Kaid Ray-Tipton, MPA Staff Writer, Brief Policy Perspectives
In the last few days of the Obama administration, former Federal Bureau of Prisons (BOP) Acting Director Thomas R. Kane released the Transgender Offender Manual which was developed to ensure that the BOP “properly identifies, tracks, and provides services to the transgender population.” Over a year later, this manual resurfaced with revisions that could have negative consequences for transgender people in prison. Notably, the following sentence was removed from the new manual: “The TEC (Transgender Executive Council) will recommend housing by gender identity when appropriate.” Another sentence was added in its place: “The TEC will use biological sex as the initial determination for designation.”
As a result of this change, the updated manual deviates from the Department of Justice’s National Standards To Prevent, Detect, and Respond to Prison Rape which advises facilities to give primary consideration to an individual’s health, safety, and preferences when assigning housing. The language in the updated manual also runs counter to the recommendations of both the American Medical Association and American Psychological Association. These professional organizations recommend that people who are transgender should be housed according to their gender identity in order to maximize their safety while they serve time.
The BOP should act to reverse the aforementioned change in order to realign the Transgender Offender Manual with existing federal policy and medical consensus and to prevent people from repeatedly experiencing trauma.
A Brief History of Policies Addressing Sexual Harassment in Confinement
Today, data show that transgender individuals who are incarcerated experience disproportionately high rates of sexual harassment and sexual abuse. However, no national statistics on sexual abuse and sexual harassment in confinement existed in 2001 when Human Rights Watch first reported qualitative data on the subject in “No Escape: Male Rape in U.S. Prison.” This report was instrumental in garnering support for the Prison Rape Elimination Act of 2003 (PREA) which President George W. Bush signed into law. The Act highlighted a need for national standards to address sexual safety in confinement and propagated a zero-tolerance policy towards sexual abuse and sexual harassment in all federal, state, and local facilities.
The newly-minted law led to the creation of the National Prison Rape Reduction Commission, a group comprising subject matter experts on sexual abuse that was tasked with writing an assessment of the state of policies and practices relevant to sexual safety in confinement. The Commission deliberated for nearly five years, held hearings around the country, and met with stakeholders to learn how they were affected by the passage of the PREA. The Commission finalized their report in June 2009. Three years later, in 2012, U.S. Attorney General Eric Holder and the DOJ published a final rule that established “national standards for the detection, prevention, reduction, and punishment of prison rape.”
The PREA standards contain guidelines on how to use an assessment of an individual upon arriving at a carceral facility to determine an individual’s risk of being sexually abused. Standard 115. 42 (c) states that the agency shall consider a transgender incarcerated individual’s health, safety, and security on a case-by-case basis when making housing determinations.
Transgender Individuals Experience Disproportionately High Rates of Sexual Abuse and Sexual Harassment in Prison
The BOP’s 2018 decision to focus on biological sex in housing determination of transgender inmates is a departure from the PREA standards and could threaten the safety and wellbeing of a population that already experiences disproportionately high sexual abuse and harassment rates in prison. Transgender people are unfortunately targeted because of their gender identity. Between 2011 and 2012, the Bureau of Justice Statistics completed the most recent nationwide survey of hundreds of carceral facilities. This survey found that 2.4 percent of people in U.S. prisons experience sexual abuse or sexual harassment from staff, while 15.2 percent of people who are transgender and incarcerated experience this kind of treatment. Two percent of people in all prisons reported being sexually abused or harassed by another incarcerated individual, while 33.2 percent of incarcerated transgender people reported abuse by another incarcerated individual. This data suggests that people who are transgender and incarcerated are disproportionately punished beyond serving their time and that strong measures should be taken to protect these individuals from harassment and abuse.

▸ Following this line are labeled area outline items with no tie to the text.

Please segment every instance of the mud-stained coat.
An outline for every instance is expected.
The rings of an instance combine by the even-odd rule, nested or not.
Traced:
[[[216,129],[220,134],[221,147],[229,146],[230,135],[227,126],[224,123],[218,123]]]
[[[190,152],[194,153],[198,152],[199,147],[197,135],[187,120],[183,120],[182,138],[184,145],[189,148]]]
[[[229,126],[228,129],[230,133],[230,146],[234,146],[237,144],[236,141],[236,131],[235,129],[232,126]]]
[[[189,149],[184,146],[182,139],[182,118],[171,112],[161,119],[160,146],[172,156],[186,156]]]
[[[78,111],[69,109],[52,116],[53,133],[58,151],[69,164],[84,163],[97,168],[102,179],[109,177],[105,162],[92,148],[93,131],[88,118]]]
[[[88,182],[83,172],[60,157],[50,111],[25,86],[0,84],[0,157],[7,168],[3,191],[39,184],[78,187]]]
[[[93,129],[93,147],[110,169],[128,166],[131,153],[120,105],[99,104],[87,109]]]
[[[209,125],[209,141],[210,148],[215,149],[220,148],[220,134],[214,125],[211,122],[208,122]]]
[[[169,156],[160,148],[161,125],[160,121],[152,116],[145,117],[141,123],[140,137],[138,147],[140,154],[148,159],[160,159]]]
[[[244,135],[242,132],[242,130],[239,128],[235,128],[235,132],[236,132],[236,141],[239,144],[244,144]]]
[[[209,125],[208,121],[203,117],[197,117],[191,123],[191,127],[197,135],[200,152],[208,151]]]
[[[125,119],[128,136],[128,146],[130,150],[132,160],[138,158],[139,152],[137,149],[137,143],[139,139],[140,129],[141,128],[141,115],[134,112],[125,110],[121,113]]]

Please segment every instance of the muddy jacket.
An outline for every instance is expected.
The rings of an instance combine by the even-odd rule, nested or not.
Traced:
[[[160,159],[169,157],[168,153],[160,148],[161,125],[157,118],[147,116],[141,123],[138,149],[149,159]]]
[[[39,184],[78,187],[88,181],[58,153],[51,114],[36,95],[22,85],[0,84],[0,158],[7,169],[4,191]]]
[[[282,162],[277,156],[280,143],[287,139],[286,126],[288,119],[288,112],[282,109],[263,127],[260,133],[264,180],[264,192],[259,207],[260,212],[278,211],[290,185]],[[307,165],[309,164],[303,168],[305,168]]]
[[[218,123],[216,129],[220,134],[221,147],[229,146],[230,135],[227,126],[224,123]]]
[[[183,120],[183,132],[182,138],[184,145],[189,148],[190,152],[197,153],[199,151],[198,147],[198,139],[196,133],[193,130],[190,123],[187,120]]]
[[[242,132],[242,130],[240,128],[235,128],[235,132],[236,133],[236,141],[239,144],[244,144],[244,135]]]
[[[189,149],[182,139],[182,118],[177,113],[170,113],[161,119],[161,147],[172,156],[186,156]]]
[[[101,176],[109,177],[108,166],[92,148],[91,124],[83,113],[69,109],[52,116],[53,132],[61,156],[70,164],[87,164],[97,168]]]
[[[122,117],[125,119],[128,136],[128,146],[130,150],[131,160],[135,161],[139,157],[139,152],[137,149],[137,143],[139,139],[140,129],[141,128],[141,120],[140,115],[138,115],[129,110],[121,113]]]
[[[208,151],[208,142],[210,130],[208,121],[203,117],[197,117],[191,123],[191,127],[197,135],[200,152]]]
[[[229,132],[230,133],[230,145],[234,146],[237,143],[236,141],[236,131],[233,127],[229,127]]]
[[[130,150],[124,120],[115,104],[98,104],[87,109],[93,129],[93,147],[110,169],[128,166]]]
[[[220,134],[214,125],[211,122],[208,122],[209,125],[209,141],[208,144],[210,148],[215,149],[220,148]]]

To create the safest environment possible for staff and the incarcerated population, the BOP should consider rescinding changes to the Transgender Offender Manual and taking individual gender identity into account when designating housing. The PREA was a landmark policy development in the U.S., and progress is stunted when the BOP chooses to adopt a potentially harmful policy that undermines the mission to detect, prevent, reduce, and punish sexual abuse and sexual harassment in confinement.